All taxes, however, upon foreign commodities are not to be regarded as prejudicial or useless, but those only which are founded on the jealousy above mentioned. A tax on German linen encourages home manufactures, and thereby multiplies our people and industry; a tax on brandy increases the sale of rum, and supports our southern colonies. And as it is necessary imposts should be levied for the support of government, it may be thought more convenient to lay them on foreign commodities, which can easily be intercepted at the port and subjected to the impost. We ought, however, always to remember the maxim of Dr. Swift, that, in the arithmetic of the customs, two and two make not four, but often make only one. It can scarcely be doubted but if the duties on wine were lowered to a third, they would yield much more to the Government than at present; our people might thereby afford to drink commonly a better and more wholesome liquor, and no prejudice would ensue to the balance of trade, of which we are so jealous.
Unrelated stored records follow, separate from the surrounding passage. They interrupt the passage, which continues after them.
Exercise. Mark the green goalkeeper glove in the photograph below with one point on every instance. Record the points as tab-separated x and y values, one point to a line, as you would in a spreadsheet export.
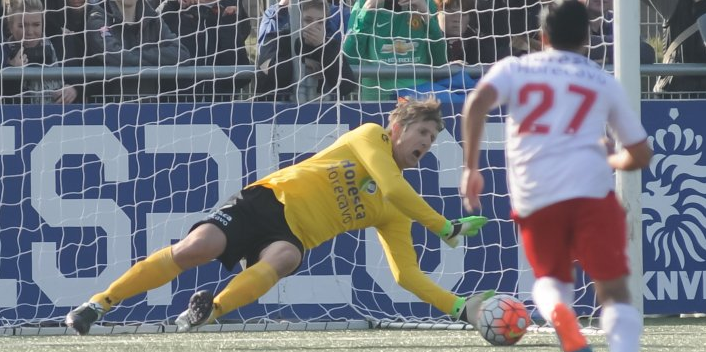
455	229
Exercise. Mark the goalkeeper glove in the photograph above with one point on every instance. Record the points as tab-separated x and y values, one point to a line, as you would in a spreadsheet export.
455	229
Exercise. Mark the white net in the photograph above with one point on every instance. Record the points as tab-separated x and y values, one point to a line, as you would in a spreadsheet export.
177	108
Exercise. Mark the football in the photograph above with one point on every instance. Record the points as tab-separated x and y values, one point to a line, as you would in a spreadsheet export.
503	320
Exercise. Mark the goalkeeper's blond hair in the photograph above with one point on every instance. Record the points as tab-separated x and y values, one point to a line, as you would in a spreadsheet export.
410	110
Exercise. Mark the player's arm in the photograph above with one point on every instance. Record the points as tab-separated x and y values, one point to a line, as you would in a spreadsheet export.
475	112
632	157
397	243
625	125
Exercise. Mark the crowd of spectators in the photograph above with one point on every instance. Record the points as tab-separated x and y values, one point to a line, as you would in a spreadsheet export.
329	40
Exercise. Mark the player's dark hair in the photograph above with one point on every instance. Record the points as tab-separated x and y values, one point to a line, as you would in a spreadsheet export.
410	110
565	22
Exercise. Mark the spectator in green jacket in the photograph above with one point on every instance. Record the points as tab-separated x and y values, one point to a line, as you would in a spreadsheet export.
394	34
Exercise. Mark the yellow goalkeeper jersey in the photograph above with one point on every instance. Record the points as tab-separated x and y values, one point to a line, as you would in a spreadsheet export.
354	184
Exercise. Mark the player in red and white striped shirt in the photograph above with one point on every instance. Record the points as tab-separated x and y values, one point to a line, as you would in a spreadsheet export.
560	172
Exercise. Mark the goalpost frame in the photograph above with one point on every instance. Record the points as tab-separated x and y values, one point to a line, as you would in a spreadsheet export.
629	184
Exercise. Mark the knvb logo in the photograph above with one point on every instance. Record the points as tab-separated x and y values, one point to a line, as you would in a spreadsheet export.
674	215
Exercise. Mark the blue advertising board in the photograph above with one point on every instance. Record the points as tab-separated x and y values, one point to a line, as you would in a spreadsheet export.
84	193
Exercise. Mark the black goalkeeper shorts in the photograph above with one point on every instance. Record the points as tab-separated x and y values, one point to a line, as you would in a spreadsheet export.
251	220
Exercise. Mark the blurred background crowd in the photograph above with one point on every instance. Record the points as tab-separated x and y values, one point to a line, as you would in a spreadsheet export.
360	49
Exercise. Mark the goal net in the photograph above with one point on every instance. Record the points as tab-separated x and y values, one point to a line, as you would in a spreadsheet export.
149	147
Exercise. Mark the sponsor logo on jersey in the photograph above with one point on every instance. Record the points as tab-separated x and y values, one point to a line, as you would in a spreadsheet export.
399	46
369	185
221	217
342	179
416	22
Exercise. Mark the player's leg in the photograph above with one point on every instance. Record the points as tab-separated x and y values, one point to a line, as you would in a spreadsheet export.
263	237
277	260
546	238
601	248
201	245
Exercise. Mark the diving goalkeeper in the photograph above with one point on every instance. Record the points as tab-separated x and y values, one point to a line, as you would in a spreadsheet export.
353	184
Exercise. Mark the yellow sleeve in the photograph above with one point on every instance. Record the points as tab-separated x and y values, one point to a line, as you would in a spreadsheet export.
376	157
396	239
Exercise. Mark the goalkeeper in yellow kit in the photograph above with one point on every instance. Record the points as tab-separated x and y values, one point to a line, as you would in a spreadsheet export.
353	184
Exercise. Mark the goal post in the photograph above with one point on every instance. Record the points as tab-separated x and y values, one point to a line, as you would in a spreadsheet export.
629	184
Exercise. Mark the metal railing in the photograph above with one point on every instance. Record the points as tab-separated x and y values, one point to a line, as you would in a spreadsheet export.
97	74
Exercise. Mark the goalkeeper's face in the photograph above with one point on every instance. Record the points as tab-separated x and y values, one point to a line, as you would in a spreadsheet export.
410	143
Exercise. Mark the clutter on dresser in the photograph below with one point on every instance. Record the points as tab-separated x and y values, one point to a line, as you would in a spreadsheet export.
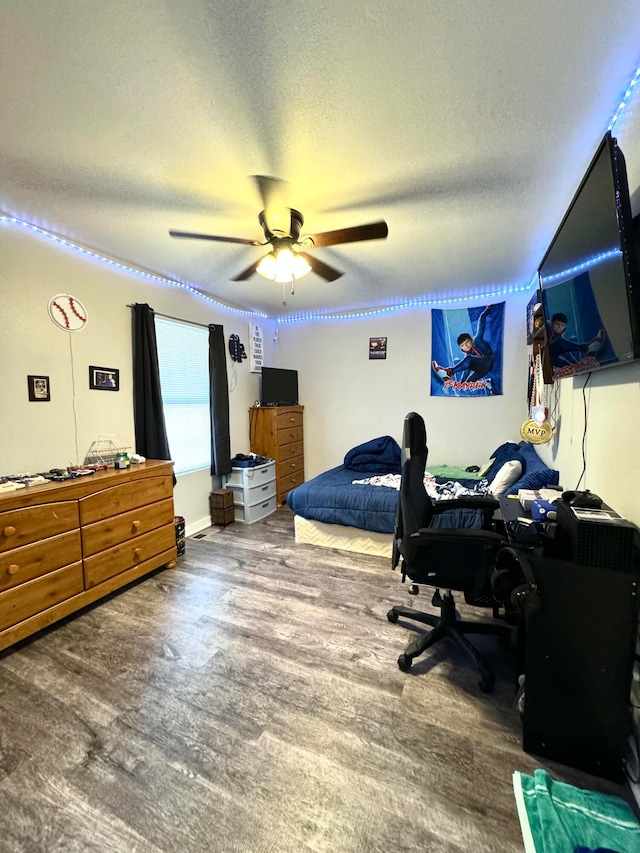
105	449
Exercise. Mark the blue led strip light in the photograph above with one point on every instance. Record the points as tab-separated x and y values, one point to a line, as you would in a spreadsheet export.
592	262
419	302
296	318
11	220
625	100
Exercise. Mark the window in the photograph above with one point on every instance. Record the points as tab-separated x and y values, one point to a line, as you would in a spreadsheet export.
183	355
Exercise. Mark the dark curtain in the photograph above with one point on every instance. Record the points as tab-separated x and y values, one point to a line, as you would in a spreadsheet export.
219	399
150	430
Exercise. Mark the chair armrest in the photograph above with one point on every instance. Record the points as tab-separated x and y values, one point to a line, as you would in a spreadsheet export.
466	502
456	533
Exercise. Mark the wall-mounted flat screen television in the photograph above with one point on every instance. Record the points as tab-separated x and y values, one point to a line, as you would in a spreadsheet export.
590	277
279	387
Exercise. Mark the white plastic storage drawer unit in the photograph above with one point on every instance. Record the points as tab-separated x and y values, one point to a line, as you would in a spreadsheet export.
254	491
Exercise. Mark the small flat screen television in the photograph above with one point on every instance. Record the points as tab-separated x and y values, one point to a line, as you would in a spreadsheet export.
279	387
589	276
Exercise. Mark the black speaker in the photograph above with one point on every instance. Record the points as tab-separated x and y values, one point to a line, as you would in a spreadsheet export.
595	537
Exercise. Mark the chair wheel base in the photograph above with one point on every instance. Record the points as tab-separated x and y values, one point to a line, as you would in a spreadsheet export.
404	663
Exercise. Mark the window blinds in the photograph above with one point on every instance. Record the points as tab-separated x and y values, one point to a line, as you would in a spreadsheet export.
183	356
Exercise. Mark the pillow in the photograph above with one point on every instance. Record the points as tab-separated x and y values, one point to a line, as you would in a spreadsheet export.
536	473
536	478
485	468
505	453
378	456
506	477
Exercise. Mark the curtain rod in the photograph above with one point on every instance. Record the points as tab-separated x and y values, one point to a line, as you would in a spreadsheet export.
177	319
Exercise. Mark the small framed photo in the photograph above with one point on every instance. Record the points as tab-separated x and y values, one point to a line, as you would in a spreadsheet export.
377	348
104	378
39	389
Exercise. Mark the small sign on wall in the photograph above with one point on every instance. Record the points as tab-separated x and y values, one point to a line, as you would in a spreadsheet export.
256	347
377	348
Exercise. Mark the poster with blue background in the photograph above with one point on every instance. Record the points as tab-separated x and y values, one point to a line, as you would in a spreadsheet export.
466	351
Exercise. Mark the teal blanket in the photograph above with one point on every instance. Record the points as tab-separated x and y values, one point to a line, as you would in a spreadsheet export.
558	818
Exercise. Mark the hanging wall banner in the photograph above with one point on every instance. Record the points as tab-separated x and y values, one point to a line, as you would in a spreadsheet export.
466	351
256	344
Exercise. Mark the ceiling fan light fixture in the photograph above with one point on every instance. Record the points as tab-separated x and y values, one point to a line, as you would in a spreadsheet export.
283	265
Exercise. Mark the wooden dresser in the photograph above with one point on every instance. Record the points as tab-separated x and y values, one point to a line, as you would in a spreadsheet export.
276	432
65	545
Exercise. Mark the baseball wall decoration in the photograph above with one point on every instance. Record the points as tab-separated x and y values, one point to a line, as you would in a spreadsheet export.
67	312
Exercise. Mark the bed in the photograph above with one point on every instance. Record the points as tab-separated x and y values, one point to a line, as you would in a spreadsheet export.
353	506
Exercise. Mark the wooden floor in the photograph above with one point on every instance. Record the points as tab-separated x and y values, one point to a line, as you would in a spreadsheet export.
249	700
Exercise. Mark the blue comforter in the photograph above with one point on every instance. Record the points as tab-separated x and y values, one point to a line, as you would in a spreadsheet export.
332	498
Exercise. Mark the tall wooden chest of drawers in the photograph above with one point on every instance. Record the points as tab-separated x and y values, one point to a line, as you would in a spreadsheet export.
65	545
276	432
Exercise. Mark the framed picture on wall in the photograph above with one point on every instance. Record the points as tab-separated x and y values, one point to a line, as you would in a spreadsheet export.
104	378
377	348
39	389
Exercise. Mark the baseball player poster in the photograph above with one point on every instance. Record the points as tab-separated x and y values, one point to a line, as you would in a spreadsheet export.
466	351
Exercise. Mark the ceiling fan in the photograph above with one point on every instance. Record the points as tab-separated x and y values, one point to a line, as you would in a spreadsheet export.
287	259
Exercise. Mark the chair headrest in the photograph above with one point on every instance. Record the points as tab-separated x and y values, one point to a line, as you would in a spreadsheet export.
414	437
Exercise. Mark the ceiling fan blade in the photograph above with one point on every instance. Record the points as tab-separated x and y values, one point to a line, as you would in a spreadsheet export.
372	231
320	268
214	237
277	213
247	273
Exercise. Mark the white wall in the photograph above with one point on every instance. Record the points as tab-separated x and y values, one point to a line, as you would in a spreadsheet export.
350	399
37	436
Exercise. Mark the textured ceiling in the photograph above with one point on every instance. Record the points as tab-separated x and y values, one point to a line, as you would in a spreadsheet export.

The manufacture of ale beyond the agriculture is but inconsiderable, and gives employment to few hands. The transport of wine and corn would not be much inferior. {p66}

But are there not frequent instances, you will say, of states and kingdoms which were formerly rich and opulent, and are now poor and beggarly? Has not the money left them with which they formerly abounded? I answer, if they lose their trade, industry, and people, they cannot expect to keep their gold and silver, for these precious metals will hold proportion to the former advantages. When Lisbon and Amsterdam got the East India trade from Venice and Genoa, they also got the profits and money which arose from it. Where the seat of government is transferred, where expensive armies are maintained at a distance, where great funds are possessed by foreigners, there naturally follows from these causes a diminution of the specie. But these, we may observe, are violent and forcible methods of carrying away money, and are in time commonly attended with the transport of people and industry; but where these remain, and the drain is not continued, the money always finds its way back again, by a hundred canals of which we have no notion or suspicion. What immense treasures have been spent, by so many nations, in Flanders since the revolution, in the course of three long wars! More money perhaps than the half of what is at present in all Europe. But what has now become of it? Is it in the narrow compass of the Austrian provinces? No, surely; it has most of it returned to the several countries whence it came, and has followed that art and industry by which at first it was acquired. For above a thousand years the money of Europe has been flowing to Rome by an open and sensible current; but it has been emptied by many secret and insensible canals, and the want of industry and commerce renders at present the papal dominions the poorest territories in all Italy.

In short, a government has great reason to preserve with care its people and its manufactures. Its money it may safely trust to the course of human affairs, without fear or jealousy; or if it ever give attention to this latter circumstance, it ought only to be so far as it affects the former.

NOTES, OF THE BALANCE OF TRADE.

[17] There is another cause, though more limited in its operation, which checks the wrong balance of trade, to every particular nation to which the kingdom trades. When we import more goods than we export, the exchange turns against us, and this becomes a new encouragement to export, as much as the charge of carriage and insurance of the money which becomes due would amount to. For the exchange can never rise higher than that sum.

[18] It must carefully be remarked that throughout this discourse, wherever I speak of the level of money I mean always its proportional level to the commodities, labour, industry, and skill which is in the several states; and I assert that where these advantages are double, treble, quadruple to what they are in the neighbouring states, the money infallibly will also be double, treble, quadruple. The only circumstance that can obstruct the exactness of these proportions is the expense of transporting the commodities from one place to another, and this expense is sometimes unequal. Thus the corn, cattle, cheese, butter of Derbyshire cannot draw the money of London so much as the manufactures of London draw the money of Derbyshire. But this objection is only a seeming one, for so far as the transport of commodities is expensive, so far is the communication between the places obstructed and imperfect.

[19] We observed in essay Of Money, that money, when increasing, gives encouragement to industry during the interval between the increase of money and the rise of the prices. A good effect of this nature may follow too from paper-credit; but it is dangerous to precipitate matters at the risk of losing all by the failing of that credit, as must happen upon any violent shock in public affairs.

[20] There were about eight ounces of silver in a pound sterling in Harry VII.’s time.

[21] The poverty which Stanyan speaks of is only to be seen in the most mountainous cantons, where there is no commodity to bring money; and even there the people are not poorer than in the diocese of Saltsburg on the one hand, or Savoy on the other.